All valid points, except for the time there's another school shooting - and then all bets are off.

The Wantage District in Sussex County isn’t wasting any time. They'll be brining in a retired State Patrolman this year with another to be added later in the year.

Starting in September, High Point Regional High School in Sussex County is expected to become the first district in New Jersey to have a gun-toting security officer patrolling the hallways as a school employee, said the school’s superintendent.

Under a policy unanimously introduced last week by the school board, the district’s current security officer, a retired State Police trooper, would be allowed to carry a handgun while on school property. A second armed security officer, also a retired trooper, is expected to be added soon, said school Superintendent Scott Ripley.

Ripley said High Point Regional needed an armed security guard on its staff because of its "unique location" in the rural northwest corner of New Jersey bordering New York state.

The school is in Wantage Township, a 67-square-mile, mostly farming community that does not have its own police force and relies on the State Police for police protection. The nearest State Police barracks is in the Augusta section of Frankford, nearly 8 miles away.

Ripley said he is unsure if High Point parents will accept the new policy. The salaries for the armed officers have not been determined, he said.

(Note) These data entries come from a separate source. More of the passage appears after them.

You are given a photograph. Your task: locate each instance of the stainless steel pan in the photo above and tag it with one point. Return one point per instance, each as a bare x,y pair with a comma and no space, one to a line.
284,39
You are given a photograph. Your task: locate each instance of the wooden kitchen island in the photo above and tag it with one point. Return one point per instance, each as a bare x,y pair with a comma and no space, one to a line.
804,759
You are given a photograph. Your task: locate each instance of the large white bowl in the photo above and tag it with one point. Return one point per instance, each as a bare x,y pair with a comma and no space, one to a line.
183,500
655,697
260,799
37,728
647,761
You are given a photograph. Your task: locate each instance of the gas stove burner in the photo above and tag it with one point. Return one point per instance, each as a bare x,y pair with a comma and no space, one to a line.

The idea of children being sitting ducks should an armed intruder decide to cause havoc is unsettling in the least.

And while I would agree with the Governor that an armed school guard isn’t conducive to a learning environment, should parents have to live with the unsettling notion that another crazed shooter could be lurking about?

If it gives even the slightest sense of security that there’s someone on the premises who might be able to quell a situation where a crazed gunman might intrude, can we not afford to look into the possibility of providing students with this means of security?

Do you approve of having armed guards in schools?